Even with a “millionaire’s tax” charging the state’s 16,000 richest an extra $50,000, on average, the state would still need to raise income taxes 23 percent. Funding the $3.6 billion entirely on the backs of millionaires would cost each an additional $228,000 a year, according to the report.
“This is a pretty unique window in time, and we may never have another opportunity to solve this. The chasm may just get too wide,” said Tom Byrne, a member of the pension commission and former chairman of the state Democratic Committee.
Under the commission’s plan, the state’s total payment for the budget year beginning in July 2016 could be cut from $8.05 billion to $4.59 billion. The state would contribute $1.72 billion toward the new, lower health care system, $2.6 billion to the frozen pensions plans and $266 million to the new retirement plans.
Even with the cuts to retirement and health benefits, the state would still come up about $179 million short, according to the report.
And the frozen plan would still require increasing payments, likely to the tune of 3 percent to 4 percent a year, forcing the state to come up with about $500 million in additional revenue by 2020.
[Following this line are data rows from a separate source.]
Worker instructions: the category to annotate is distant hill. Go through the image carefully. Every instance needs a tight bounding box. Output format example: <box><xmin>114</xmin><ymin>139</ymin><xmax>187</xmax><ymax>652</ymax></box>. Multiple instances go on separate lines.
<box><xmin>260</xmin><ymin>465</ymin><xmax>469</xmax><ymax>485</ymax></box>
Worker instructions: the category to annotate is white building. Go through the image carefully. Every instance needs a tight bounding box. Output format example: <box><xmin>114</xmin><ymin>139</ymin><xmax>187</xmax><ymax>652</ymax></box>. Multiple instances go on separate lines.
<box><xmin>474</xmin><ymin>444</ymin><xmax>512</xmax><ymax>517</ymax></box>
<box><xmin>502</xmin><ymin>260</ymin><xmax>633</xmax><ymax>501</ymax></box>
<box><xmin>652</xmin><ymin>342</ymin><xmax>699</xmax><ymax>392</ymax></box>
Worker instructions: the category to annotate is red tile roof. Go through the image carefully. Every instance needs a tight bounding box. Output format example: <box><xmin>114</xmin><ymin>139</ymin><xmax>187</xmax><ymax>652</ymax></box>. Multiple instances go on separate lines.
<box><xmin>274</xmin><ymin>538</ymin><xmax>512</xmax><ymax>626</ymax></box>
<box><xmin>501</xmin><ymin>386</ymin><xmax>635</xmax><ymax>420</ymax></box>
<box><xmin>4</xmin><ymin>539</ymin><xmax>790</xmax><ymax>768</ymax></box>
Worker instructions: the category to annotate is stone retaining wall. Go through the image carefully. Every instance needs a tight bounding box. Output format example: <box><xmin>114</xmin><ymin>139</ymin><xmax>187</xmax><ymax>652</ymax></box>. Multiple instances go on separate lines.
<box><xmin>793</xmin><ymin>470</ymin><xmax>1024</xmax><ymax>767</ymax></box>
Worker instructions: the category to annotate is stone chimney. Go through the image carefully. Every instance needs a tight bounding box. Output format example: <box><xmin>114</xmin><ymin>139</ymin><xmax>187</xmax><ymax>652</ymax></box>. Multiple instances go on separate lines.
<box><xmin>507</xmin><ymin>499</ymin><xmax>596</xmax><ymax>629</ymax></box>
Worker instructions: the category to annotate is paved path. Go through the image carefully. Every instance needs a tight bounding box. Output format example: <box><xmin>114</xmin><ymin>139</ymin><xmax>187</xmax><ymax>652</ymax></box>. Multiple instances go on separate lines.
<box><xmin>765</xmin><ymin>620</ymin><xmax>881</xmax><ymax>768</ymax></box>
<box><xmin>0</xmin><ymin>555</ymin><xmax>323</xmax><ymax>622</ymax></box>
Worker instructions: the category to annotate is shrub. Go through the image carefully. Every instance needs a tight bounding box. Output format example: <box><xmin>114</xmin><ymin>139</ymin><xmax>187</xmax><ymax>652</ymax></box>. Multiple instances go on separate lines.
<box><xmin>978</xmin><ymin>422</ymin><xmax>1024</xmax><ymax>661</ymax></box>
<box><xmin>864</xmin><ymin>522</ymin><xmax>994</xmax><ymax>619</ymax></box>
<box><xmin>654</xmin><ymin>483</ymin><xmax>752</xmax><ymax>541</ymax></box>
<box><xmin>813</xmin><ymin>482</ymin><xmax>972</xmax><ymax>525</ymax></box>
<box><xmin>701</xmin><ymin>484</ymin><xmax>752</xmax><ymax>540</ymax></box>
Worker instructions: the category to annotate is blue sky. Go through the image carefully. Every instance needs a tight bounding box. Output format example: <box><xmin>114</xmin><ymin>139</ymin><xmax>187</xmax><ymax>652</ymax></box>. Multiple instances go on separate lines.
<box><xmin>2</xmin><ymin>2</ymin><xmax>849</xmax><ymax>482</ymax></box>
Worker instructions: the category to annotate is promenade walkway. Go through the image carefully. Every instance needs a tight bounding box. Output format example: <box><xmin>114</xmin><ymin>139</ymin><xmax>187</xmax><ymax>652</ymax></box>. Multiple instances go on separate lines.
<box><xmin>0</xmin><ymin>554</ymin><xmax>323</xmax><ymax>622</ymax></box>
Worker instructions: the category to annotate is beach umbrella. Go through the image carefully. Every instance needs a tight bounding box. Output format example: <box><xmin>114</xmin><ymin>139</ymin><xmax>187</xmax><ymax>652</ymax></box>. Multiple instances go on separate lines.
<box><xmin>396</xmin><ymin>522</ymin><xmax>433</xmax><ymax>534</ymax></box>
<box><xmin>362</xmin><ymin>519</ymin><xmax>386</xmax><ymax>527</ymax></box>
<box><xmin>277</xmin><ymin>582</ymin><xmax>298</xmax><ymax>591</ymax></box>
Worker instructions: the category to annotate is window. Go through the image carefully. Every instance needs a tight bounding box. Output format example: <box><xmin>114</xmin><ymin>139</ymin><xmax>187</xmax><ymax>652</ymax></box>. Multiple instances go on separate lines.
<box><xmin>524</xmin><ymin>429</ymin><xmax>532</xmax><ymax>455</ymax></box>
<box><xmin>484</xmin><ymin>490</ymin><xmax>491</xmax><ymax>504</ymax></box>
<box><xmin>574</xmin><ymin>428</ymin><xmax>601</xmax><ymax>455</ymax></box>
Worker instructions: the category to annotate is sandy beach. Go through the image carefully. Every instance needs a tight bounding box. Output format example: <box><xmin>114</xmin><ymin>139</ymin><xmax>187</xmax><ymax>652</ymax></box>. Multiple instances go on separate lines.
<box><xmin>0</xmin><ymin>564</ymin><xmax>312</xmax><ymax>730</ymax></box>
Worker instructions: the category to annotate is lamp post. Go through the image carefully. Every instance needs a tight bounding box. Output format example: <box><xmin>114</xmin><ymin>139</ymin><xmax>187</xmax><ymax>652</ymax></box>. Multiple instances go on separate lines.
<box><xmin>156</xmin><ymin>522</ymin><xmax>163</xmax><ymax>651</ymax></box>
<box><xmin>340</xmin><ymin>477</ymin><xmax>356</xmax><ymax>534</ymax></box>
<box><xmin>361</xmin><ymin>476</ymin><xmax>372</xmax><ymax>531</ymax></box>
“While there is reason to hope that this revenue will become available through natural growth in the state budget and capture of a modestly disproportionate share of that growth for benefits funding, there are no guarantees,” the commission said,
While Christie said his administration is working with the New Jersey Education Association teachers union on a framework of the plan, some unions are likely to bristle at its recommendations. The police and firefighters’ unions, for instance, are locally funded and are much healthier than the state-funded plans.
Patrick Colligan, president of the New Jersey State Policemen’s Benevolent Association, immediately dismissed the findings, saying his group’s fund should simply be carved out from the state system.
“The five state and local pension funds should have been analyzed individually rather than as a whole,” Colligan said in a statement. “Our pension system is funded by local governments who are making their payments and which, along with our 10 percent member contributions, makes it the healthiest employee pension fund in the state… To propose solutions to further reduce employee benefits essentially ignores the math of (Police and Firemen’s Retirement System) and punishes nearly 40,000 law enforcement officers and firefighter who have no part to play in the state’s underfunded pension plans.”